ShareChat is an India-based, multilingual social media platform that also owns and operates Moj, a short-form video app. Combined, the two services serve personalized content to over 300 million active monthly users across 16 different languages.
Vivek Chandela and Shubham Dhal, Staff Software Engineers at ShareChat, presented a talk (see the appendix for slides and a video of the talk) at Current Bengaluru 2025 about their transition from open-source (OSS) Kafka to WarpStream and best practices for optimizing WarpStream, which we’ve reproduced below.
When most people talk about logs, they’re referencing application logs, but for ShareChat, machine learning far exceeds application logging by a factor of 10x. Why is this the case? Remember all those hundreds of millions of users we just referenced? ShareChat has to return the top-k (the most probable tokens for their models) for ads and personalized content for every user’s feed within milliseconds.
ShareChat utilizes a machine learning (ML) inference and training pipeline that takes in the user request, fetches relevant user and ad-based features, requests model inference, and finally logs the request and features for training. This is a log-and-wait model, as the last step of logging happens asynchronously with training.

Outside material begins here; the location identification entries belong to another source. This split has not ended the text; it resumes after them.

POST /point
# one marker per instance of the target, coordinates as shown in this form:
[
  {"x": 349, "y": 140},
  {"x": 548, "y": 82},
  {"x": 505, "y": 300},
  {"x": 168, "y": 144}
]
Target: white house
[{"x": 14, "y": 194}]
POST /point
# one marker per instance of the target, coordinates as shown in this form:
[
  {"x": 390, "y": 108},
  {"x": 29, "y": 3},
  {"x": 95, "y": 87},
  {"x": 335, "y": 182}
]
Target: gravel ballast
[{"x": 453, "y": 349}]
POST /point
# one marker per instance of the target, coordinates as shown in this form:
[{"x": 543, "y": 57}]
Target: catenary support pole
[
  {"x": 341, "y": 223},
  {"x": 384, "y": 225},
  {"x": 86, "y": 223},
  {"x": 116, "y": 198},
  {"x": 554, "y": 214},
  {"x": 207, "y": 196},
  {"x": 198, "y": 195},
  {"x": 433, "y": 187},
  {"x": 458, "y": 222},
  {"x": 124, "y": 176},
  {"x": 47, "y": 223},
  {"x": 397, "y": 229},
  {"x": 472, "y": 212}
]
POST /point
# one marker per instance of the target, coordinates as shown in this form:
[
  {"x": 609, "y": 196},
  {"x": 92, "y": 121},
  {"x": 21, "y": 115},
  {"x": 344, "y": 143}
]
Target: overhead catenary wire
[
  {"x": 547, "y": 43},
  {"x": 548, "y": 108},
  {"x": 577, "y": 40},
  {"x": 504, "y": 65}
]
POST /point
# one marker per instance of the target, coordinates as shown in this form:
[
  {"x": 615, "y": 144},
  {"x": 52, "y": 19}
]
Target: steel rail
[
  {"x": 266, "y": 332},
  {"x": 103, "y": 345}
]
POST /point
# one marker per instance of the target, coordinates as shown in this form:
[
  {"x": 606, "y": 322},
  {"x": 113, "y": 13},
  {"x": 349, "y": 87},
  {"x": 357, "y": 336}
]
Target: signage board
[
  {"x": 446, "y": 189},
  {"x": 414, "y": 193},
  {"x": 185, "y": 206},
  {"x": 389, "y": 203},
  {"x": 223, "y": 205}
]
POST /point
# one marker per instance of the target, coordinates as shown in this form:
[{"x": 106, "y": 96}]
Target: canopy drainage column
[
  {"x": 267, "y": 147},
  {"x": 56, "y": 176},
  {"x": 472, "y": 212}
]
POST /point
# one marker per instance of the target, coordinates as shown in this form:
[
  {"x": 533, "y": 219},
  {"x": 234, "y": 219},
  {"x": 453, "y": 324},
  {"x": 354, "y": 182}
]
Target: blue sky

Where the data streaming piece comes into play is the inference services. These sit between all these critical services as they’re doing things like requesting a model and getting its response, logging a request and its features, and finally sending a response to personalize a user’s feed.
ShareChat leverages a Kafka-compatible queue to power those inference services, which are fed into Apache Spark to stream (unstructured) data into a Delta Lake. Spark enters the picture again to process it (making it structured), and finally, the data is merged and exported to cloud storage and analytics tables.
Two factors made ShareChat look at Kafka alternatives like WarpStream: ShareChat’s highly elastic workloads and steep inter-AZ networking fees, two areas that are common pain points for Kafka implementations.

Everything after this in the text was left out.